The 2D Poisson equation is:

(1)$$\frac{d^2\varphi(x,y)}{dx^2}+\frac{d^2\varphi(x,y)}{dy^2}=-\frac{\varrho(x,y)}{\epsilon_0\epsilon}$$

And in $k$-space it is in form of:

(2)$$(k_x^2+k_y^2) \phi(k_x,k_y)=-\frac{\rho(k_x,k_y)}{\epsilon_0\epsilon}.$$

To solve numerically I use complex FFT (FFTW library in C). For area of physical size L and grid of size N (grid const. h=L/N), discrete coordinates and periodic boundaries I have:

(3)$$\rho[k_x,k_y]=\frac{1}{N^2}\sum_{x=0}^{N-1}\sum_{y=0}^{N-1}\varrho[x,y]e^{-j2\pi(xk_x+yk_y)/N}$$

I can multiply both sides by $-\frac{1}{\epsilon\epsilon_0}$, then dividing $\rho[k_x,k_y]$ by $(k_x^2+k_y^2)$ at every point (taking into account that FFT output is symmetric over $k_{x}$ = N/2 and $k_y$ = N/2) I get $\phi[k_x,k_y]$. By inverse FFT:

(4)$$\varphi[x,y]=\sum_{k_x=0}^{N-1}\sum_{k_y=0}^{N-1}\phi[k_x,k_y]e^{j2\pi(xk_x+yk_y)/N}$$ I get 2D potential coming from density of charge $\varrho$. But I am missing some scaling factor in above definitions and I can not figured this out. In short what to do to match the SI units in above definitions so they fit, both in terms of Fourier transform and real result of $\varphi$. My main concern is that if I input the test charge of density $\varrho(x,y)=\frac{e}{h^2}\delta[x,y]$ in units of $C/m^2$ in the middle of area with $L=10^{-6}m$ I expect output similar to Coulomb potential $\frac{1}{r}\frac{e}{4\pi\epsilon\epsilon_0}$, but the solution differs in many orders. Why?

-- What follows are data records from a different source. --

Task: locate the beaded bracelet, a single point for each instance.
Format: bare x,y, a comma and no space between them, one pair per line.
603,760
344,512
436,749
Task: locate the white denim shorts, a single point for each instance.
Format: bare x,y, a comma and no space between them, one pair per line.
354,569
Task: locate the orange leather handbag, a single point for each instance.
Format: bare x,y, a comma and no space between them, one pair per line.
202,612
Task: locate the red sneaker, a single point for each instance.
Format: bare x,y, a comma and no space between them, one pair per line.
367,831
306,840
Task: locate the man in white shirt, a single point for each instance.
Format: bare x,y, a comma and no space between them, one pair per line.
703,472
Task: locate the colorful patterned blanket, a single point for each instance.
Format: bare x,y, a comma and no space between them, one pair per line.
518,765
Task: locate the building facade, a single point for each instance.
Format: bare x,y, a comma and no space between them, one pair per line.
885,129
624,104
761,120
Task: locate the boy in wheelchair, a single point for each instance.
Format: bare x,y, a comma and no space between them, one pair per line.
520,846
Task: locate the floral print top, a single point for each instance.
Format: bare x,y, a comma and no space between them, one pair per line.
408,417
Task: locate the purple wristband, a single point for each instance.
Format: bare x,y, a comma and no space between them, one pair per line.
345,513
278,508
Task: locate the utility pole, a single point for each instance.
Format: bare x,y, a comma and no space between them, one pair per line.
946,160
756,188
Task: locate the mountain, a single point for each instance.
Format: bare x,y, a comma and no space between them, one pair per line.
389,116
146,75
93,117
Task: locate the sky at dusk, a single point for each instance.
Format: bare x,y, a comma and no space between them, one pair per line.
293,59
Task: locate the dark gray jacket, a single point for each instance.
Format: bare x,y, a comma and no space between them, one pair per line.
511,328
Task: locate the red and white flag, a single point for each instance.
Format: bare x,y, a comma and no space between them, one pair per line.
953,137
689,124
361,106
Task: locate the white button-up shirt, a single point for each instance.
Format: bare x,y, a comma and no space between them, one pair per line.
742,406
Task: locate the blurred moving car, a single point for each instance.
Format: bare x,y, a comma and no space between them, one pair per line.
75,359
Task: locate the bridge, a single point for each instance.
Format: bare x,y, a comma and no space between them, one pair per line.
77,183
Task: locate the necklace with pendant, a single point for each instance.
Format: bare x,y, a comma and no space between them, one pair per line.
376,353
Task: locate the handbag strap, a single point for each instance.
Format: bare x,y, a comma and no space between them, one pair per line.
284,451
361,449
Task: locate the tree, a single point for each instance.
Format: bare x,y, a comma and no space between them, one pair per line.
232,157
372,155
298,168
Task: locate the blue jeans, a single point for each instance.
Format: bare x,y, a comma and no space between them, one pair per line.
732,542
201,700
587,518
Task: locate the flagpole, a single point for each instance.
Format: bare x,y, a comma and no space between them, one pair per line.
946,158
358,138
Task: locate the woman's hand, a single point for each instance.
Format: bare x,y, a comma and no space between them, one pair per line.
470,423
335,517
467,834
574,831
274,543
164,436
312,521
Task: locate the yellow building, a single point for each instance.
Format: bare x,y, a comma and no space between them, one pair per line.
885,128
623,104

So I think it may be a problem with dividing by k. What should be k for this definition of discrete transform? For example $k=2\pi h/L$ or $k=2\pi x/N$

Answer 1

Ok I think I solved the problem. So to divide the density FFT by $k^2$ I need actual values of $k$ in $k$-space for my system. FFTW orders the result of transformation in so called "in-order" output, that means in first quadrant of FFT the first pixel corresponds to DC frequency and next to $k/L$ frequency ($k$ is from $0$ to $N-1$) where $L$ is length of whole system. Smallest wave length of the system is $h=L/N$, then $1/h$ is highest frequency. So $k_x$ in above equations should be changed to $2 \pi*k/L$. The coordinate $k$ should also depend on which quadrant of output fft we are, for symmetric quadrant we should use $N-k$ instead of $k$. Probably that is it.

Answer 2

Substitute $$ \varphi(x,y) = \int dx dy \phi(k_x, k_y) e^{i k_x x + i k_y y},~~\varrho(x,y) = \int dx dy \rho(k_x, k_y) e^{i k_x x + i k_y y} $$ in the first equation and this should immediately give the equation you desire. Also, just for potential future purposes, note $$ \int dx e^{i k x } = 2\pi \delta (k) $$ (See here for discussion.)